If you’re not familiar with evaporative coolers, there’s one thing you should know. They smell when they’re running, at least for a while. At first, the smell was really strong and bothered me. Since then, it has mellowed and now it’s either gone or I’m used to it and don’t notice it. According to Ben, the smell comes from the cardboard filter, which is made from aspen trees. So it’s nothing chemical/unhealthy/creepy — it’s just a little different.

At least now we’re ready for this shit, which, as I am wont to say, WTF.


Former Homes

Here are the places Ben and I have lived. Pretty exciting, huh?

Oak Park

Oak Park, Illinois. We were in the front of the building, on your left (behind the tree), on the top floor. This building was designed by E.E. Roberts. You’ve probably never heard of him; he designed some stuff.
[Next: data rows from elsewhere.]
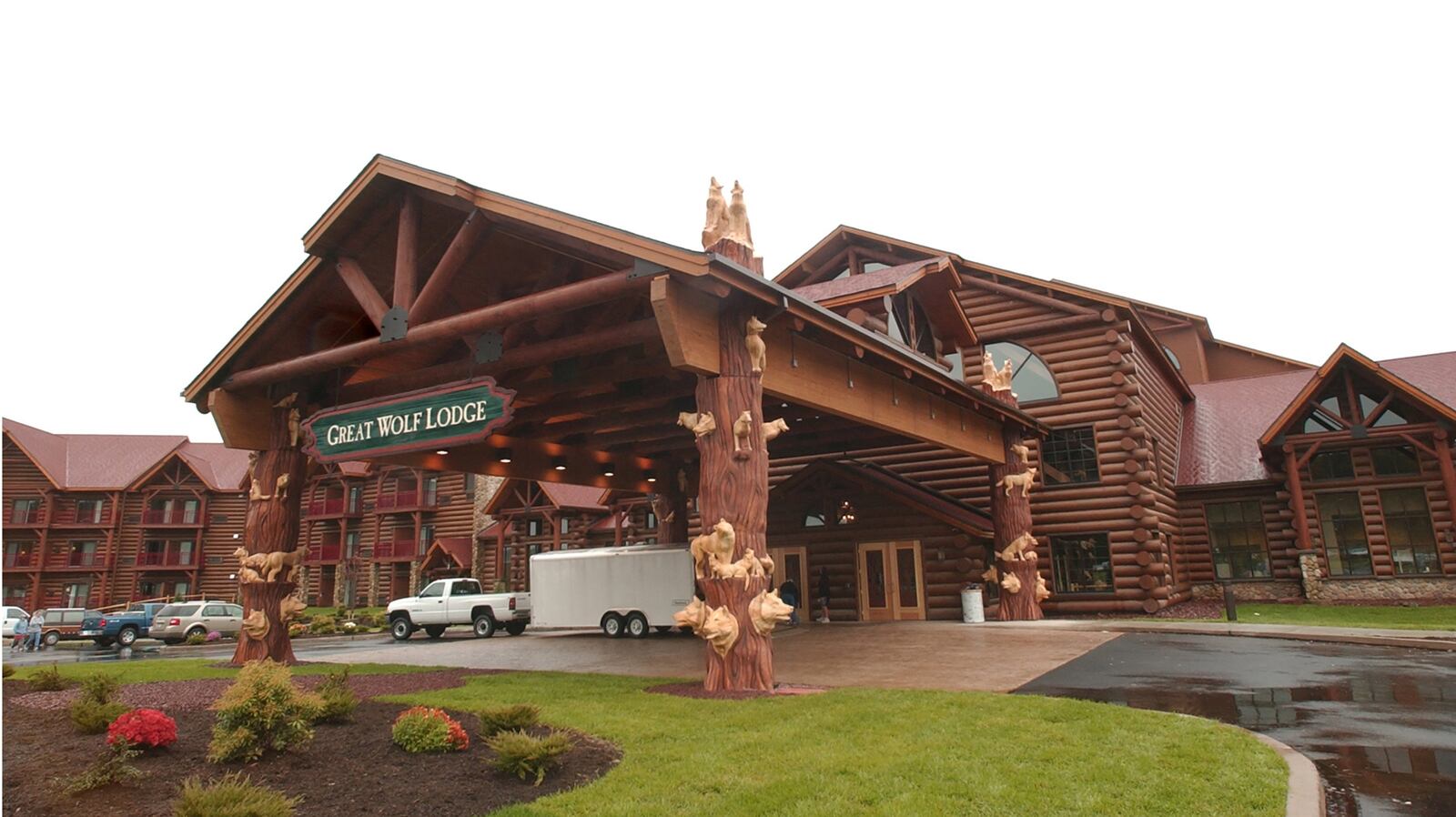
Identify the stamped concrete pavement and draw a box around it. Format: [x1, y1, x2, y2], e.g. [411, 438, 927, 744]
[294, 622, 1117, 691]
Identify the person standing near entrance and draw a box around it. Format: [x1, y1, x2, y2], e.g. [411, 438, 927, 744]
[814, 567, 828, 625]
[26, 610, 46, 652]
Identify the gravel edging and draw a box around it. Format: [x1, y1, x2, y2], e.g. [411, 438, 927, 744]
[1239, 727, 1325, 817]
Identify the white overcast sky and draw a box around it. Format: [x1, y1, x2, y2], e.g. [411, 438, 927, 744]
[0, 2, 1456, 441]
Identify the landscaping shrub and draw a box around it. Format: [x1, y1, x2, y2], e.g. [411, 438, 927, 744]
[207, 659, 323, 763]
[486, 731, 575, 786]
[70, 698, 129, 735]
[70, 673, 129, 735]
[66, 746, 143, 793]
[172, 772, 300, 817]
[478, 703, 541, 737]
[390, 706, 470, 753]
[26, 664, 71, 691]
[106, 710, 177, 749]
[315, 667, 359, 724]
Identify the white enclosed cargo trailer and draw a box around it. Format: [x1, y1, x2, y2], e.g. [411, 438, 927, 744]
[531, 545, 696, 638]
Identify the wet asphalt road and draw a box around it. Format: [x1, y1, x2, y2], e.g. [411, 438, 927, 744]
[1016, 633, 1456, 817]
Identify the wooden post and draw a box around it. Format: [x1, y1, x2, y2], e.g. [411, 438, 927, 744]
[693, 305, 782, 691]
[233, 398, 308, 667]
[1284, 443, 1309, 550]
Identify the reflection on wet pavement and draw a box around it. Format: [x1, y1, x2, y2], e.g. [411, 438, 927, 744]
[1016, 633, 1456, 817]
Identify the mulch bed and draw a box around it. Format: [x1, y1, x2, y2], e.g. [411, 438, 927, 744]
[3, 670, 622, 817]
[646, 681, 828, 701]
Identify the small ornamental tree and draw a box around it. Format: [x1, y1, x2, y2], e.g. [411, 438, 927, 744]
[106, 710, 177, 749]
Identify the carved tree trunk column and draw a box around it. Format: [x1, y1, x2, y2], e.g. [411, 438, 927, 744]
[233, 407, 308, 666]
[697, 308, 774, 691]
[985, 385, 1051, 622]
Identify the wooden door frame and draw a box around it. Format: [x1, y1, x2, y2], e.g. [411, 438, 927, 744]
[769, 545, 810, 620]
[854, 539, 926, 622]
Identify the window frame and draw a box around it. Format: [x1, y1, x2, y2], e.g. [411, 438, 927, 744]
[1036, 424, 1102, 488]
[1203, 499, 1274, 581]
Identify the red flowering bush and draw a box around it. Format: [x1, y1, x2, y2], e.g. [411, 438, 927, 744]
[390, 706, 470, 751]
[106, 710, 177, 749]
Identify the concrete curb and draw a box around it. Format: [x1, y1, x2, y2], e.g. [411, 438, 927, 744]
[1238, 727, 1325, 817]
[977, 619, 1456, 652]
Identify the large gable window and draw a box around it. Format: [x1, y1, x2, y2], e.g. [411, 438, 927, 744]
[986, 341, 1058, 405]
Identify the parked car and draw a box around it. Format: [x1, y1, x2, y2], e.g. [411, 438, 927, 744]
[386, 578, 531, 640]
[82, 601, 166, 647]
[531, 545, 696, 638]
[0, 607, 31, 638]
[150, 601, 243, 644]
[31, 607, 100, 647]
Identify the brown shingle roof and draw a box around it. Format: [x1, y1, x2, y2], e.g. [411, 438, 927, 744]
[1178, 352, 1456, 485]
[5, 418, 248, 490]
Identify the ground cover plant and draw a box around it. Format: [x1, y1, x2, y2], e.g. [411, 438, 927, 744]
[207, 660, 323, 763]
[172, 772, 300, 817]
[390, 673, 1287, 817]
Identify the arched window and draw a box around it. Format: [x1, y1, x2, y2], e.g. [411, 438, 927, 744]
[986, 341, 1058, 405]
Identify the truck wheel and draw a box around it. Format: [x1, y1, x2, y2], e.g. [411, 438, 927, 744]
[628, 613, 652, 638]
[602, 613, 626, 638]
[470, 613, 495, 638]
I loved this place because it was awesome and it had a window that was the perfect size and shape to be referred to as the kitty window seat. (There are a few more pictures here. I made an awesome (for 2003 and considering my skill level) virtual home tour on my first ever website when we were trying to sell by owner (this didn’t work but a bad-ass 900-year-old realtor who climbed those stairs like an elderly mountain goat sold the place in about 5 minutes), but I can’t find the pictures from that. I’m much more organized now.)

Nederland house

Nederland, Colorado. Moving from Oak Park (which is right outside Chicago on the west side) to Nederland was kind of a trip. Nederland has a population of approximately 1,300 and is in the mountains 17 miles from and 3,000 feet higher than Boulder. The weirdest things in the early days of living in Ned were adjusting to the altitude (oh man working out at the one gym in town was really hard for a while) and how freaking dark it gets up there. And quiet! Our street wasn’t paved and we had to go to the post office to get our mail. We had to get some obscure satellite internet and take our garbage to the dump and pay them to take it (they took recycling for free). It was cold as shit up there in the winter but the summer was glorious. You don’t need air conditioning in Ned. They have the best 4th of July fireworks I’ve ever seen (although, to be fair, I’m biased against the ones in Chicago not because they’re on the 3rd but due to an unfortunate incident involving Gino’s East Pizza, Dove bars, unbearable heat, projectile vomiting in two modes of transportation, and my mom’s misguided attempt to cover up the smell by spraying Georgio cologne in the car so it smelled like vomit and Georgio for the next 100 years) and there’s a good chance the guys doing the fireworks are high as shit and after the grand finale, when everybody is leaving, they’ll just randomly start lighting more fireworks and that’s kind of how Nederland rolls. The people who worked at the beer store were usually Cubs fans. It seems like most people don’t live in town for long. Although Ben and I are really city people, if I didn’t have to have a job, I wouldn’t mind living there again. I wouldn’t mind, someday when we’re rich (haha), having a tiny little cabin in an unassuming town like Ned where we can hang out with Soren and the dogs on weekends.


We lived in the upstairs apartment of this place in the Baker neighborhood of Denver. We never used the front door; we parked in back and climbed the somewhat scary (especially when it was snowy) stairway that led from the back yard to the living room. The living room was small and the kitchen was like a closet and the bedrooms were gigantic — it was kind of like the opposite of every other place I’ve lived. We liked this place (very cute!) but the downstairs neighbors complained about how much noise we made all the time. They called the landlord to complain about us. One day, they complained about the noise when Ben was playing a keyboard while wearing headphones. At that point, we figured it was time to buy a house. So that’s what we did and it’s a-whole-nother adventure.